Looking at the Social Welfare and Protection in Osun: In the  Beginning.

In its narrowest sense, social welfare includes those functions of society, public or voluntary, which are clearly aimed at alleviating distress and poverty or at ameliorating the conditions of the casualties of society

Social protection has also been defined as the “set of public and private policies and programmes aimed at preventing, reducing and eliminating economic and social vulnerabilities to poverty and deprivation.” (UNICEF Social Protection Strategic Framework 2012).

Social investment however is about investing in people. It is about policies and programmes designed to strengthen people’s skills and capacities and support them to participate fully in employment and social life. In this regard, key policy areas could include education, quality childcare, healthcare, training, job-search assistance and rehabilitation.
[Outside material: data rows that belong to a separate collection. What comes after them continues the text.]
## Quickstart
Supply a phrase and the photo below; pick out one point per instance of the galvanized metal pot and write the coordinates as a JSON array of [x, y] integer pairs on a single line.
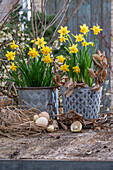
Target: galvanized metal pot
[[37, 96], [83, 101]]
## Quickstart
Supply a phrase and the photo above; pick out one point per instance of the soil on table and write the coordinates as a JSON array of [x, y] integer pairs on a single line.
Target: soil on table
[[87, 145]]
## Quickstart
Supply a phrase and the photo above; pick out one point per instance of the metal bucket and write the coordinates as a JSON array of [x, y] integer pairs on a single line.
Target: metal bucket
[[39, 96], [83, 101]]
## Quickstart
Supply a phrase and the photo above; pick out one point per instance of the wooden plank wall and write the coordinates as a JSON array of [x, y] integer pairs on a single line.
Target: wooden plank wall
[[91, 12]]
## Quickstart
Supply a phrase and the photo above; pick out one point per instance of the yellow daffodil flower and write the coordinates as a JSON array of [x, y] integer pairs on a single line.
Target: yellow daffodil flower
[[13, 67], [13, 45], [62, 38], [79, 38], [10, 55], [73, 49], [76, 69], [92, 44], [40, 42], [84, 43], [96, 29], [47, 59], [64, 68], [33, 53], [84, 29], [46, 50], [63, 30], [60, 58]]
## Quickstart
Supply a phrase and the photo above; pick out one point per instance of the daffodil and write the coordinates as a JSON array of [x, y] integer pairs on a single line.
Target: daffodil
[[46, 50], [47, 59], [60, 58], [10, 55], [76, 69], [63, 30], [32, 41], [40, 42], [33, 53], [92, 44], [84, 29], [73, 48], [64, 68], [13, 67], [84, 43], [96, 29], [79, 38], [62, 38], [13, 45]]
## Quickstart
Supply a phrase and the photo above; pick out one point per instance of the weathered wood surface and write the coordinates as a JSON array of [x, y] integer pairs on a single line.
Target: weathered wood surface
[[91, 12], [5, 7]]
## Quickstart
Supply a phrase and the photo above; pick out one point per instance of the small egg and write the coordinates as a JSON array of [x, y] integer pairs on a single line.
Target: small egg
[[50, 128], [44, 114], [35, 117], [42, 121]]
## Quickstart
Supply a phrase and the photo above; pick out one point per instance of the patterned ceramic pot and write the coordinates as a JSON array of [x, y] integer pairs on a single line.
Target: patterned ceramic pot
[[37, 96], [83, 101]]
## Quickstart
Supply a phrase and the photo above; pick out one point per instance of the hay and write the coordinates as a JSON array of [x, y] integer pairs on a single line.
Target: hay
[[18, 122]]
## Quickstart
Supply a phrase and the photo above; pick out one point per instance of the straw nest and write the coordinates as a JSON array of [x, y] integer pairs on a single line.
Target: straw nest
[[18, 122]]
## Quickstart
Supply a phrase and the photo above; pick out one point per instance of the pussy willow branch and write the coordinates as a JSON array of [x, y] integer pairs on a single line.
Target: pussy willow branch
[[74, 11], [66, 8], [7, 15], [43, 8], [55, 19]]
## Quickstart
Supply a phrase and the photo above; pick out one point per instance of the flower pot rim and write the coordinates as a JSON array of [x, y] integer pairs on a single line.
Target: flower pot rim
[[34, 88]]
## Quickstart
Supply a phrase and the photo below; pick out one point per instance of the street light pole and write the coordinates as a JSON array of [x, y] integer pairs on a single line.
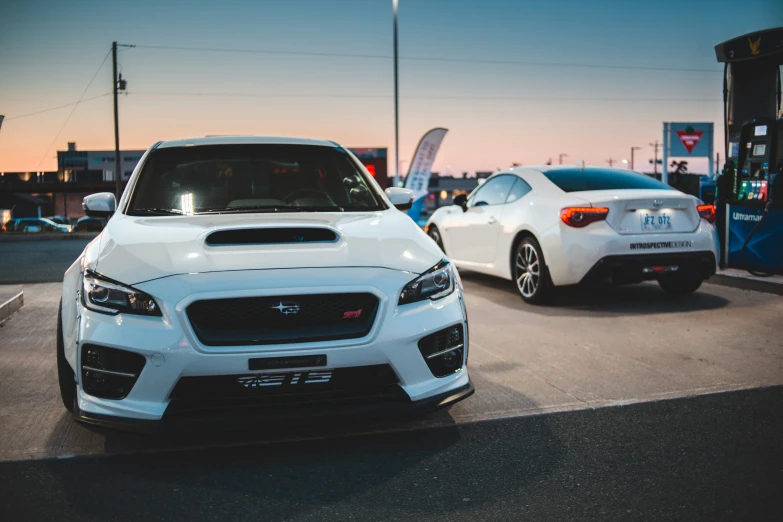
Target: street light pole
[[115, 85], [396, 103], [632, 151]]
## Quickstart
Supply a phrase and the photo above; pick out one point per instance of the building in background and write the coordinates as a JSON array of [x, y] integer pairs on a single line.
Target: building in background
[[443, 189], [95, 165], [83, 172], [374, 158]]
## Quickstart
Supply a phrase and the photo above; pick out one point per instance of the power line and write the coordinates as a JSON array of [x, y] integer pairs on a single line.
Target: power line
[[58, 107], [423, 97], [72, 110], [427, 59]]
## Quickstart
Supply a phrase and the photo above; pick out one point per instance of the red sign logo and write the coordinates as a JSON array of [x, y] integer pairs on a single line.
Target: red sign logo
[[690, 138]]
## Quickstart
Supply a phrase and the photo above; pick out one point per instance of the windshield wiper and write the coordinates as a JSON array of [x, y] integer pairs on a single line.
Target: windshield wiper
[[155, 212], [254, 209]]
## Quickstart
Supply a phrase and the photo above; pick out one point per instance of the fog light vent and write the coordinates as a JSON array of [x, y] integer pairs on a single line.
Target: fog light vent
[[109, 373], [444, 350]]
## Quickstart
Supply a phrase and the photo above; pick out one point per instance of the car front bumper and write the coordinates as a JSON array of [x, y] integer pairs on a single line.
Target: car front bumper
[[172, 351]]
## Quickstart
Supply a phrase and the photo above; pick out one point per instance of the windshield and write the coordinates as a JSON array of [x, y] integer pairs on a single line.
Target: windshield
[[578, 180], [251, 178]]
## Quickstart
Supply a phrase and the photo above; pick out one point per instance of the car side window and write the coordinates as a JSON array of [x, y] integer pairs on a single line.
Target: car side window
[[493, 192], [518, 190]]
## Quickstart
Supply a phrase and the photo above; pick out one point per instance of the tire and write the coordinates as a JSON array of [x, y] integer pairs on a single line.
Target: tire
[[531, 276], [64, 372], [681, 284], [434, 234]]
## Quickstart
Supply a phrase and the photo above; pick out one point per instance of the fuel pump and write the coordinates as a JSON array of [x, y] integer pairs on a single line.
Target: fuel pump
[[757, 186], [749, 191]]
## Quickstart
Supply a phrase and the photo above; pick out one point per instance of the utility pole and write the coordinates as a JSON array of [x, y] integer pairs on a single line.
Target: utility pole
[[117, 164], [118, 85], [632, 151], [396, 103], [655, 147]]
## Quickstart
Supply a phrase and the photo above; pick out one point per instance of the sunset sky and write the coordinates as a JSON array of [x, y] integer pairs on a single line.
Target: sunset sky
[[496, 113]]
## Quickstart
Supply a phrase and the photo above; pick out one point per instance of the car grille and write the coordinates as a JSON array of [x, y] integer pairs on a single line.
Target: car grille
[[283, 319], [316, 390]]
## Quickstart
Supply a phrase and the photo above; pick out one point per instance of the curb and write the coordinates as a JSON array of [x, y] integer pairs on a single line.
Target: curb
[[11, 306], [748, 282], [46, 237]]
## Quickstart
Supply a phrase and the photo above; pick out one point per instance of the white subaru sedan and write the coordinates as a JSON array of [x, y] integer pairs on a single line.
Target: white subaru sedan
[[257, 278], [544, 227]]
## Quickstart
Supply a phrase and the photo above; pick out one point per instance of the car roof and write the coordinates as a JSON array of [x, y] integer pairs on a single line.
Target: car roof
[[573, 166], [244, 140]]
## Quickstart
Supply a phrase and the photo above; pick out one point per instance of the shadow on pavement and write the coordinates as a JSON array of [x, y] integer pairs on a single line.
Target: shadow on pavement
[[639, 299], [408, 473]]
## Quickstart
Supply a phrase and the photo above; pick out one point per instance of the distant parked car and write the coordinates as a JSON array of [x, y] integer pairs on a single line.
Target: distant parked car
[[89, 224], [61, 220], [35, 225]]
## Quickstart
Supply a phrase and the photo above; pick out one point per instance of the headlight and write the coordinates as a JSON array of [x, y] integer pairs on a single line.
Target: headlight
[[111, 297], [435, 283]]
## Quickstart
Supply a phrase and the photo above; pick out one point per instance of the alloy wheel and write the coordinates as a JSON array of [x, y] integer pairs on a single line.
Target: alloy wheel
[[528, 270]]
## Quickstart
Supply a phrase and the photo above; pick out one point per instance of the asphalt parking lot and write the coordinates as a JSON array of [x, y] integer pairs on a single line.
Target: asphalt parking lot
[[568, 421]]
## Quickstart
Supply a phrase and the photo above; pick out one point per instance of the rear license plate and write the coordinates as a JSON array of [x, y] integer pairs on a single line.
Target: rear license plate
[[276, 363], [656, 221]]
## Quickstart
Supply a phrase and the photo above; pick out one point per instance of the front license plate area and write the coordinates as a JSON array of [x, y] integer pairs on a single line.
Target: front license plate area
[[655, 221], [295, 361]]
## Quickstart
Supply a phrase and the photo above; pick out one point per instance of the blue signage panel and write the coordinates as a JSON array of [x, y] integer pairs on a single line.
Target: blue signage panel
[[765, 250]]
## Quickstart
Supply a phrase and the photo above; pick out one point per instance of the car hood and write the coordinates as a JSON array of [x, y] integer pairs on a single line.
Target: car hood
[[137, 249]]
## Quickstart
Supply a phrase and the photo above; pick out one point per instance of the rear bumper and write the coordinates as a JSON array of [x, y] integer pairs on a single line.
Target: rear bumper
[[633, 268], [219, 420]]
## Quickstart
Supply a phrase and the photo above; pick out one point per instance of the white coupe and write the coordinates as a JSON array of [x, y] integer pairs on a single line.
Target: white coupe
[[257, 278], [544, 227]]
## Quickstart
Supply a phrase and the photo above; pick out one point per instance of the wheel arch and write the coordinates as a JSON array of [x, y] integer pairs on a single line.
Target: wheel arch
[[518, 237]]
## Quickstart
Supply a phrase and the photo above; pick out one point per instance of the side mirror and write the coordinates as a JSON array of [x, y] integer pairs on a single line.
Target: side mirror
[[461, 201], [400, 198], [100, 205]]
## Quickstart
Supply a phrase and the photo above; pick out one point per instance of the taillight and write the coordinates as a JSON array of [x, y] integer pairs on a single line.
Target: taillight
[[707, 213], [579, 217]]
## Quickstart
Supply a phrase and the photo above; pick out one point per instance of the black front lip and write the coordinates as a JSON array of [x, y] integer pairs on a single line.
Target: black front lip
[[222, 422]]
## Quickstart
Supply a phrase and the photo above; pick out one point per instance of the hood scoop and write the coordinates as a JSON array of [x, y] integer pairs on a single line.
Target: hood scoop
[[271, 236]]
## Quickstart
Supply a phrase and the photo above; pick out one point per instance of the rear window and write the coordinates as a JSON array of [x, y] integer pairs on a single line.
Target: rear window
[[578, 180]]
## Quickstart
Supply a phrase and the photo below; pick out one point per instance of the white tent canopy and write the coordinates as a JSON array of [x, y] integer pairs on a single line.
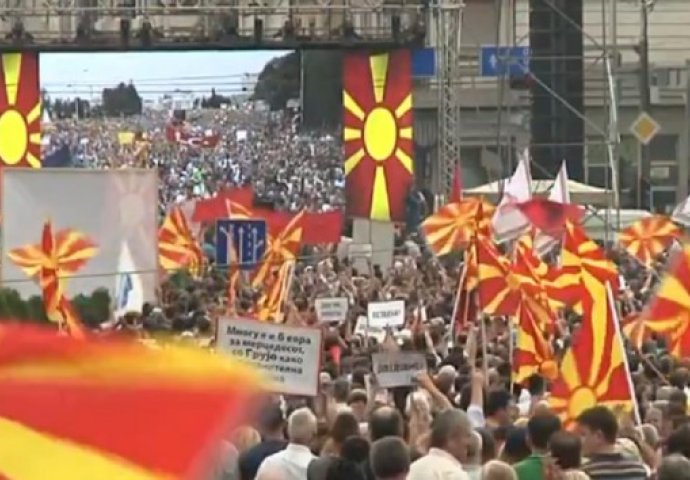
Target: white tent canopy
[[580, 193]]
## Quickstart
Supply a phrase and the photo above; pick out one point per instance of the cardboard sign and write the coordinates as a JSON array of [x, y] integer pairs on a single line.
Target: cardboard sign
[[386, 314], [397, 369], [331, 310], [290, 356], [361, 328]]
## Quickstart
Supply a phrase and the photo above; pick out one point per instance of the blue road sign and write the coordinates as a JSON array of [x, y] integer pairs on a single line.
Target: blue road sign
[[423, 62], [248, 237], [498, 61]]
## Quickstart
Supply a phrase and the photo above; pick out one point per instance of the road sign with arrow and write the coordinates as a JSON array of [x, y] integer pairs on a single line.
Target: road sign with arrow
[[497, 61]]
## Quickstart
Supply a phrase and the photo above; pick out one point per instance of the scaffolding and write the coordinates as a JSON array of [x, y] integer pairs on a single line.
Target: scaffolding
[[448, 22]]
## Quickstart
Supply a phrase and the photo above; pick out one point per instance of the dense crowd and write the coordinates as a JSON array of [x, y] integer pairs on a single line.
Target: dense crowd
[[463, 419]]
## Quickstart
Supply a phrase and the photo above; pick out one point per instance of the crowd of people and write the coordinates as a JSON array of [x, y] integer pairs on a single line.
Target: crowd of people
[[464, 418]]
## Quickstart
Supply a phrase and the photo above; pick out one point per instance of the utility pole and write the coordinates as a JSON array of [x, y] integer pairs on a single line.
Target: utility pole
[[644, 165]]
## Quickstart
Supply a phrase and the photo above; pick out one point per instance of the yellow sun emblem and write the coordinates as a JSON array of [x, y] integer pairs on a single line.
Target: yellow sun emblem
[[377, 101], [20, 111]]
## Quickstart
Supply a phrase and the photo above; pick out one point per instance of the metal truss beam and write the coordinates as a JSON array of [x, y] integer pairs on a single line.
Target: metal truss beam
[[448, 19]]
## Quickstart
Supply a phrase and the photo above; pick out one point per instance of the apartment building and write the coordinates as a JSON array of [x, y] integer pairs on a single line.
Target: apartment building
[[496, 115]]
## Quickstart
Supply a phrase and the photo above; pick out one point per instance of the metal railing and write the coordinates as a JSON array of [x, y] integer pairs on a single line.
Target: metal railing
[[35, 24]]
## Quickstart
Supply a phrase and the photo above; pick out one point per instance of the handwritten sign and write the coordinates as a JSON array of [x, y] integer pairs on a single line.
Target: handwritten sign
[[362, 329], [397, 369], [386, 314], [290, 356], [331, 310]]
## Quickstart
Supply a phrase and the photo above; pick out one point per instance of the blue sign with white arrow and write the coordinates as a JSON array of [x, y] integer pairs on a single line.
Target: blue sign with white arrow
[[499, 61], [247, 237]]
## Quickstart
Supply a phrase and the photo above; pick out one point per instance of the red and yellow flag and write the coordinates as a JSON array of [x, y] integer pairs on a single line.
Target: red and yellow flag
[[498, 289], [634, 329], [647, 238], [51, 262], [533, 352], [454, 225], [669, 310], [594, 369], [112, 409], [379, 165], [20, 110], [282, 248], [177, 247], [270, 304], [582, 262]]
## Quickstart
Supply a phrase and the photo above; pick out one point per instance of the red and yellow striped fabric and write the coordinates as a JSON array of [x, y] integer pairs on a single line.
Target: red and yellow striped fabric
[[634, 328], [533, 352], [51, 263], [454, 225], [498, 289], [282, 248], [582, 260], [177, 247], [111, 409], [20, 110], [378, 119], [593, 370], [669, 310], [648, 237], [270, 304]]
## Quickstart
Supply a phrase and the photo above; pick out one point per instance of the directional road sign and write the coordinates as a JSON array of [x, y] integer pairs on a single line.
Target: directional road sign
[[247, 237], [497, 61]]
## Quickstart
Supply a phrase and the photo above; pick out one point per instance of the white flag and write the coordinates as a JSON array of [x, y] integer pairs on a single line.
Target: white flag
[[129, 291], [509, 222], [561, 194]]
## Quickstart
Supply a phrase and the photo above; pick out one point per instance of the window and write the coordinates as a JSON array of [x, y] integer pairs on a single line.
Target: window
[[664, 147], [663, 199]]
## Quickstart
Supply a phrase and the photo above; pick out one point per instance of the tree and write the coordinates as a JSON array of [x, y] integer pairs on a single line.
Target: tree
[[123, 100], [281, 80]]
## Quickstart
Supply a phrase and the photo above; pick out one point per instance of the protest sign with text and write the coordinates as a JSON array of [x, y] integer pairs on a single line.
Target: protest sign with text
[[397, 369], [331, 310], [386, 314], [290, 356]]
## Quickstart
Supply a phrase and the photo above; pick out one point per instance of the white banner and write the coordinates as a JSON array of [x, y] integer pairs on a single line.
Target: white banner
[[386, 314], [361, 329], [290, 356], [331, 310], [397, 369]]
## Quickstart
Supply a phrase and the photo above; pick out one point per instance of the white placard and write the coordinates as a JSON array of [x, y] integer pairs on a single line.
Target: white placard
[[360, 250], [290, 356], [374, 332], [397, 369], [386, 314], [331, 310]]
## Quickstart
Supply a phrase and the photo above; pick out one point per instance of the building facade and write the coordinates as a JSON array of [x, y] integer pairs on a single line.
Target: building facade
[[496, 115]]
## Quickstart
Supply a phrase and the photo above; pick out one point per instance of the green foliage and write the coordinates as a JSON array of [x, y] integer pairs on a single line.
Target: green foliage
[[123, 100], [279, 81], [92, 309]]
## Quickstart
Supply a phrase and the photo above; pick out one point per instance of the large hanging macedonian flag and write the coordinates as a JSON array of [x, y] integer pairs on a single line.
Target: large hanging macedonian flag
[[20, 110], [377, 101]]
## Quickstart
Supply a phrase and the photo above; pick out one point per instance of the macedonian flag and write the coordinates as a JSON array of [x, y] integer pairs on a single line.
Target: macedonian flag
[[377, 101], [20, 110]]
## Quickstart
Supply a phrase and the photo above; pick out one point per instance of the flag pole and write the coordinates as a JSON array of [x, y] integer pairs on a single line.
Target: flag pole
[[616, 324], [456, 305]]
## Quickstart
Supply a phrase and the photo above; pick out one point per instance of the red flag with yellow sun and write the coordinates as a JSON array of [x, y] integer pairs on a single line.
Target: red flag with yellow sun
[[594, 369], [20, 110], [377, 101]]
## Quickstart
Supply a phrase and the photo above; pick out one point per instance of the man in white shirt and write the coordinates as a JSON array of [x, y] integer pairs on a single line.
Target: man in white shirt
[[292, 462], [450, 441]]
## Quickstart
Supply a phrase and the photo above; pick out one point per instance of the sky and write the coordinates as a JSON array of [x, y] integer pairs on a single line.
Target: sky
[[153, 73]]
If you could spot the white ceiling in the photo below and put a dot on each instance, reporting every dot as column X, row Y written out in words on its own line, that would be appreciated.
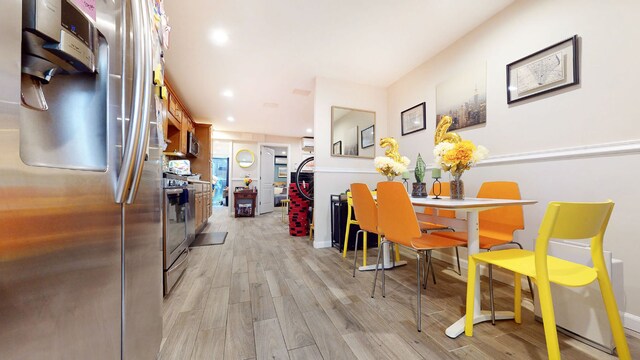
column 278, row 46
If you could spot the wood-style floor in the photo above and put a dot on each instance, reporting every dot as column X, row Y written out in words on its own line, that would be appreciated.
column 266, row 295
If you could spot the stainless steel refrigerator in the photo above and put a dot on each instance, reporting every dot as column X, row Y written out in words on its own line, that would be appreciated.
column 80, row 181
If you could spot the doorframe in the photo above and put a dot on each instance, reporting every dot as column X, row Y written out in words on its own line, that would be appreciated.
column 269, row 144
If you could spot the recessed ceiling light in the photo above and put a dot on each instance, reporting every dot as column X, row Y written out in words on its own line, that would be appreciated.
column 219, row 37
column 301, row 92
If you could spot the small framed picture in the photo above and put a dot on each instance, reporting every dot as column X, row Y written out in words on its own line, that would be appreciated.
column 337, row 148
column 282, row 171
column 366, row 137
column 414, row 119
column 550, row 69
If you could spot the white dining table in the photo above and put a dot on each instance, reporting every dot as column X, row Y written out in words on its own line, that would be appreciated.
column 472, row 207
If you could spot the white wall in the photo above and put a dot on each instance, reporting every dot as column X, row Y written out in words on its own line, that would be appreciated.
column 333, row 175
column 577, row 144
As far back as 2004, before the emergence of Ogbeni Aregbesola as the governorship candidate of the Action Congress (AC), his advisory team had produced a green book titled ‘My pact with the people’. This pamphlet contains the Six Point Integral Action Plan that formed the philosophy of his administration. The six points are:

  • Banish Hunger
  • Banish Poverty
  • Banish Unemployment
  • Promote Healthy Living
  • Promote Functional Education
  • Promote Communal Peace and Progress

A detailed look at the Six Integral Action Plan would reveal that they are inherently social welfare and protection focussed in nature.

They are reminiscent of the Action Group (AG)’s welfarist government in the old Western Region and its ‘Freedom for all, life more abundant’ slogan.